A imagem: a capa do jornal Libération, de 15 de junho de 2023. O olhar pousa no azul do mar – em qualquer outro momento que não este, poderia parecer apaziguador, reconfortante, talvez mesmo idílico. Mas, na mesma capa, imagem e palavras. O que altera o contexto, constrói um outro significado. A palavra “cemitério”. As palavras: “O cemitério deles”. O naufrágio ao largo da Grécia. E a interpelação para que a Europa repense as suas políticas.
O mar, aquele mar azul é, na realidade, o lugar onde vidas se perderam, se perdem. No mar, onde se quer traçar a fronteira. Essa que é patrulhada. Talvez azul não seja mesmo a sua cor.

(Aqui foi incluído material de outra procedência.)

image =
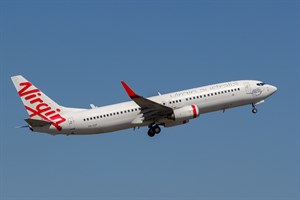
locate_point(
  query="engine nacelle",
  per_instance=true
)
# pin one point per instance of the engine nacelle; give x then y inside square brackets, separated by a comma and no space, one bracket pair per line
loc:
[186,113]
[175,123]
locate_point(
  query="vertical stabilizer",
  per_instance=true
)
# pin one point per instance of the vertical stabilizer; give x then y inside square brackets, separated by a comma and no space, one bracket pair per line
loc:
[38,105]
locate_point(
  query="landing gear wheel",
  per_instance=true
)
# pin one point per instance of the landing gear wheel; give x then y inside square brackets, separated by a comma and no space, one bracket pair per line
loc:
[151,132]
[254,110]
[156,129]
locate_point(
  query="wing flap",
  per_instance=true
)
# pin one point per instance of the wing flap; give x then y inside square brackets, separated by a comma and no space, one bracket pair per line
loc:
[37,122]
[151,110]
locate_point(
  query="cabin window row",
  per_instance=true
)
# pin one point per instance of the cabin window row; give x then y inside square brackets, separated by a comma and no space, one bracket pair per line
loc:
[213,94]
[111,114]
[206,95]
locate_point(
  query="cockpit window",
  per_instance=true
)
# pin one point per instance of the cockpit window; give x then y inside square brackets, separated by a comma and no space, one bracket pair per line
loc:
[260,84]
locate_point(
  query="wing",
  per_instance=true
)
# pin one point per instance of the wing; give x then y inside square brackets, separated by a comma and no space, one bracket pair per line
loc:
[152,111]
[37,122]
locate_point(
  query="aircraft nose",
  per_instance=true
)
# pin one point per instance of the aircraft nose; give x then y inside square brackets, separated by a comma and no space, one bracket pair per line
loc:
[272,89]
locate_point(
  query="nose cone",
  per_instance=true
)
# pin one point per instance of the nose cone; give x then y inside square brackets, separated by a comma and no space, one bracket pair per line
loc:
[272,89]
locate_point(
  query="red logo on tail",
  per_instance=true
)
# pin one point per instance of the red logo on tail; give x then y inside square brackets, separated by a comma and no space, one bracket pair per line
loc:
[42,109]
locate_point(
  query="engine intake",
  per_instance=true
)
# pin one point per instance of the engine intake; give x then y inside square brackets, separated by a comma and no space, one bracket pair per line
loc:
[186,113]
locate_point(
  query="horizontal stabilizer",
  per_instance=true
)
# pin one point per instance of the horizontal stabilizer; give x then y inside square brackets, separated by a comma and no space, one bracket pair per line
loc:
[37,122]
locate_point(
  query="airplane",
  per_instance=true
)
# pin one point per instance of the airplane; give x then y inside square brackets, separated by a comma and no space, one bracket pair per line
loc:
[167,110]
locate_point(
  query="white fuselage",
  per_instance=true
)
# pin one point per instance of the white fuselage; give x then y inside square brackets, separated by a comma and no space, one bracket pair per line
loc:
[122,115]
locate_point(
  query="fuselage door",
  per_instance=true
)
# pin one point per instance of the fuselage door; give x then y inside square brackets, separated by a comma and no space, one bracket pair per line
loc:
[71,123]
[248,88]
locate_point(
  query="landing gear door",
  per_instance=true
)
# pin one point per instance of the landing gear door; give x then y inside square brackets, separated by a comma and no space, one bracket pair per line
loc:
[71,123]
[248,88]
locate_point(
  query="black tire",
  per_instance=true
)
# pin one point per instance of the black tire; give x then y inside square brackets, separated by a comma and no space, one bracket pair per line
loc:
[156,129]
[254,110]
[151,132]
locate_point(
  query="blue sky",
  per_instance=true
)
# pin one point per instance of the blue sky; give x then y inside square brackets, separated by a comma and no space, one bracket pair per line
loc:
[77,52]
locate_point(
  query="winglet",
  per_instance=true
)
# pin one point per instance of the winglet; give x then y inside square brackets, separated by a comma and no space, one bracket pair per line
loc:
[129,91]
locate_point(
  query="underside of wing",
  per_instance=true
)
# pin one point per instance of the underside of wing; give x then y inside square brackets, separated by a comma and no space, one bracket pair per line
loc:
[151,110]
[37,122]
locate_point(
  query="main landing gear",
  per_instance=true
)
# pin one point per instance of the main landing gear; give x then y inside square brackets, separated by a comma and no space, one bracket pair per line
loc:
[254,109]
[153,129]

Já o sabemos. Sabemos das mortes no Mediterrâneo. Para não falar em tantos outros locais, tantos outros contextos. Alguns mais visíveis, ou que são tornados mais visíveis. Mas também de todos os outros locais que esquecemos, ou que nos fazem esquecer. Podemos mesmo falar em estratégias de invisibilização, levadas a cabo com objetivos políticos.
Não são de agora as notícias sobre o Mediterrâneo, sobre os naufrágios, sobre os migrantes que morrem, os migrantes que desaparecem. Não é esta a primeira vez que nos confrontamos com estes acontecimentos. Basta percorrer os diferentes meios de comunicação e as redes sociais. Voltemos aos anos de antes da pandemia. Muito antes. Nada disto é novo.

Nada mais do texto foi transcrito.